Cecil mutely observes a parade of chief executives — Kennedy (James Marsden), Johnson (Liev Schreiber), Nixon (John Cusack) and Reagan (Alan Rickman) — grapple with race issues, and at home, his son Louis (David Oyelowo) goes off to Fisk and gets politicized, joining the Freedom Riders and later the Black Panthers, resenting his father’s status as a domestic and as an adjunct to the white establishment.

It’s the "inspired by a true story" relationship between Cecil and Louis that gives the movie its real power, as we see how generations of African-Americans took differing viewpoints on the struggle for civil rights and the tactics used to gain them.
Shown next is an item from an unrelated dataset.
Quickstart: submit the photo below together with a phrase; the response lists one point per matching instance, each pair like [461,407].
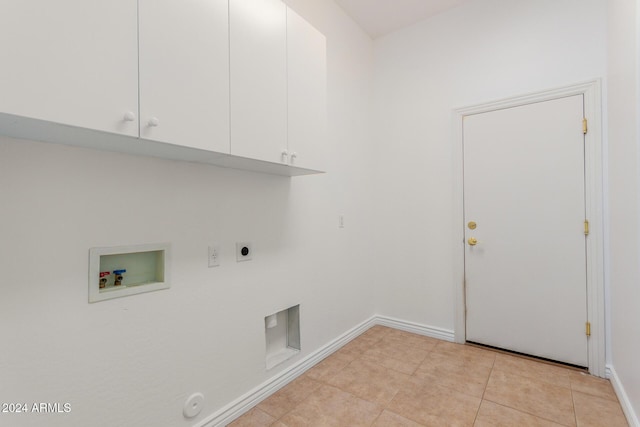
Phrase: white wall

The most memorable sequence of "The Butler" features Cecil and his fellow staff members (including Lenny Kravitz and Cuba Gooding, Jr.) setting places for a state dinner while Louis and his fellow protesters stage a sit-in at a Nashville Woolworth’s, enduring first verbal and then physical abuse by angry racists.

As a mass-audience-friendly portrayal of this nation’s legacy of racism, "The Butler" is head and shoulders above feel-good kitsch like "The Help" because it portrays racism as ingrained, institutionalized and part of the legal system rather than simply being the result of vocal and identifiably mean people.

Racism was (and, in many ways, still is) part and parcel of the system, and it’s Cecil’s coming to understand and acknowledge that fact that gives "The Butler" much of its power.

Where the movie falls apart is in its desire to deliver Oscar-clip money shots; I counted three or four occasions where the score by Rodrigo Leão wells up for what’s supposed to be a "cry now" moment, but the intended sweep just isn’t there.

It’s too bad Daniels seemingly felt compelled to fish for tears, because "The Butler" has no shortage of powerful scenes and memorable performances. Oyelowo steals the show, aging over the course of the movie from a 17-year-old high-school student to a 60-ish Obama supporter, and he perfectly captures the anger and idealism of youth without making the character a cliché or a mere mouthpiece.

Whitaker embodies the quiet dignity of a man who has spent his life showing one face to his employers and another to his friends and family, and Oprah Winfrey (as Cecil’s wife Gloria) is clearly reveling in the opportunity to shake up her image a bit and play a boozy adulteress. (Her smoking scenes, alas, reveal some of the least convincing inhaling ever performed on screen.)

She’s the beneficiary of the parade of the era’s fashions, going from conservative 1950s outfits to the more out-there dresses and hairstyles of the 1960s and 1970s. It’s telling that Gloria disapproves of the afro and hoop earrings sported by Louis’s radical girlfriend in 1968 but is rocking the look herself just a few years later, as she’s dancing to "Soul Train."

It’s also worth noting that the old-age prosthetics created by the film’s talented team are uniformly excellent. That’s one prize "The Butler" has strong shot at winning.

The celeb cameos inside the White House are amusing but mostly inconsequential, although it definitely counts as a pop culture moment when Jane Fonda plays Nancy Reagan. The presidents wind up being background players in this story, anyway, where the personal really is the political.